A slate of events and classes drew students into the national conversation surrounding the 50th anniversary of President John F. Kennedy’s assassination. The University brought Oliver Stone to campus to discuss his film on the subject, took students to Washington, D.C., ran a semester-long film series devoted to his work and offered two special classes this fall.
Dr. Thomas Simonet’s course, “The JFK Assassination in Film and Media,” analyzed representations of the event in different forms of media, and Dr. James Ottavio Castagnera’s course, “The Kennedy Assassination 50 Years Later: Who Dunit?” asked students to build a case for their theory on who killed Kennedy.

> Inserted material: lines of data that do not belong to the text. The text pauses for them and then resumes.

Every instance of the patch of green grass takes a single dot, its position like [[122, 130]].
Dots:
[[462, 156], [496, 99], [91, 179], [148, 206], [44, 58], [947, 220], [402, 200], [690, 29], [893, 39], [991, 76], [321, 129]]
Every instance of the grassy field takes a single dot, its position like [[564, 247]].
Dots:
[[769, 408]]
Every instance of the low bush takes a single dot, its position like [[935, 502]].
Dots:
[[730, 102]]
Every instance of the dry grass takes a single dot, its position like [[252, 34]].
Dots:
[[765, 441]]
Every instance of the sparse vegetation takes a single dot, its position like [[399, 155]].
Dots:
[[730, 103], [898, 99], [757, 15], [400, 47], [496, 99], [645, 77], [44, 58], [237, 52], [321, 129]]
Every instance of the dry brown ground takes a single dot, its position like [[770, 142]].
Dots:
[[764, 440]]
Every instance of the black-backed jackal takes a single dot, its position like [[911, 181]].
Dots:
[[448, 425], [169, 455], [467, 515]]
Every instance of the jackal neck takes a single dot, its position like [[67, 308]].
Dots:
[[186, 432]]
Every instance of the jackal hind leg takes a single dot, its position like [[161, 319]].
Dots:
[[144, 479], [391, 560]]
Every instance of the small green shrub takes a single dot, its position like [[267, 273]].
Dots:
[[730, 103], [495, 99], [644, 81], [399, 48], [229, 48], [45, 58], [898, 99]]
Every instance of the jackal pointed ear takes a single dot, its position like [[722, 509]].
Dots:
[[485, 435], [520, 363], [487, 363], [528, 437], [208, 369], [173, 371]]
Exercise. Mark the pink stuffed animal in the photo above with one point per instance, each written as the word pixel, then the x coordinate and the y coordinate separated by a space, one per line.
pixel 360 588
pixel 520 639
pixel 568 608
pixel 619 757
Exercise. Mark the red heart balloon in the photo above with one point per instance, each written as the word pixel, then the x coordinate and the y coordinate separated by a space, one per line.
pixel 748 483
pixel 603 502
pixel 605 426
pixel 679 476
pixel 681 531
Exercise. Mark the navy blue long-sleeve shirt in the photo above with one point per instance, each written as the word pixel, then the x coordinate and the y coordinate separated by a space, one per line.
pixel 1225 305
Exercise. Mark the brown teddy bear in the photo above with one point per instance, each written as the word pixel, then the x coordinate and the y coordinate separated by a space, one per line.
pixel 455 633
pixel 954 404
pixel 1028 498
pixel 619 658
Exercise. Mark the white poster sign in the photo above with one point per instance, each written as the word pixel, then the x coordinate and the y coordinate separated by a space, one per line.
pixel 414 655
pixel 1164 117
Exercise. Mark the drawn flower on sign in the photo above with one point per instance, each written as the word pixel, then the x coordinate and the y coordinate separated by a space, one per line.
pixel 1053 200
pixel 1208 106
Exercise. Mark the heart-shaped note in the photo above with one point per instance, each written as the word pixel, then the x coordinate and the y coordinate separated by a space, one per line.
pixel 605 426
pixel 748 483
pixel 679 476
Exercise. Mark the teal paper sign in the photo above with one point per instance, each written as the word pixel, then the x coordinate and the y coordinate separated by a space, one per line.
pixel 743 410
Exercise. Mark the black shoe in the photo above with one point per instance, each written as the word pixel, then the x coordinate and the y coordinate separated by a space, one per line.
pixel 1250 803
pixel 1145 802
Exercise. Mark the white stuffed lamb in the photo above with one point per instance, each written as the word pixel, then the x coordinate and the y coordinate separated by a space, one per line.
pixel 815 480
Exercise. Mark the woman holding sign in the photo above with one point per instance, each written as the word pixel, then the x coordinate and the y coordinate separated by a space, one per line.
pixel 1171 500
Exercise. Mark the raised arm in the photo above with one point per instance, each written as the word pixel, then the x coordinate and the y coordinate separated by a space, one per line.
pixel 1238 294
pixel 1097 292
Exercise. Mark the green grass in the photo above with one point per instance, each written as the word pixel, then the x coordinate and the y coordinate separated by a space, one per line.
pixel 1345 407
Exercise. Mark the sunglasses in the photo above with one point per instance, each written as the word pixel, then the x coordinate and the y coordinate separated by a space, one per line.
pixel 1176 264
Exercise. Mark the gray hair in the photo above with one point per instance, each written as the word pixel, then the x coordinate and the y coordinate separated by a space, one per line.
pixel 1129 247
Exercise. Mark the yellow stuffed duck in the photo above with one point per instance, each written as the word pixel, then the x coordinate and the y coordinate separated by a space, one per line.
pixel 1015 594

Eager to teach the class, Castagnera was also skeptical it would draw interest. Not only were most students not alive when Kennedy was shot, some of their parents had yet to be born. “For most students, this is ancient history,” he says.
As it turns out, the classes were packed. Extra seats had to be added for both courses.
In addition to the two classes, students and the Rider community were offered the opportunity to attend a daylong conference on Nov. 2, 2013, focused on the films of Oliver Stone, with an appearance by the filmmaker. Stone’s movies were also shown weekly on campus in the fall semester.
The conference, which was organized by Dr. Cynthia Lucia, director of the film and media studies program and English professor, gave the Rider community firsthand access to an artist who helped shape the JFK story decades after the fatal shot was fired. Stone answered questions from the audience, as did Lucia and Cineaste magazine’s editor-in-chief, Gary Crowdus. Reflecting on his research of the assassination, Stone said, “This is not me making up history. This is history.”
On Nov. 9, 2013, about 50 students traveled to the Newseum in Washington, D.C., which has on display two new exhibits on the 35th president, as well as an original documentary.
The focus on one subject explored in many different ways and made available to all students remains part of Rider’s commitment to push the educational experience beyond the classroom.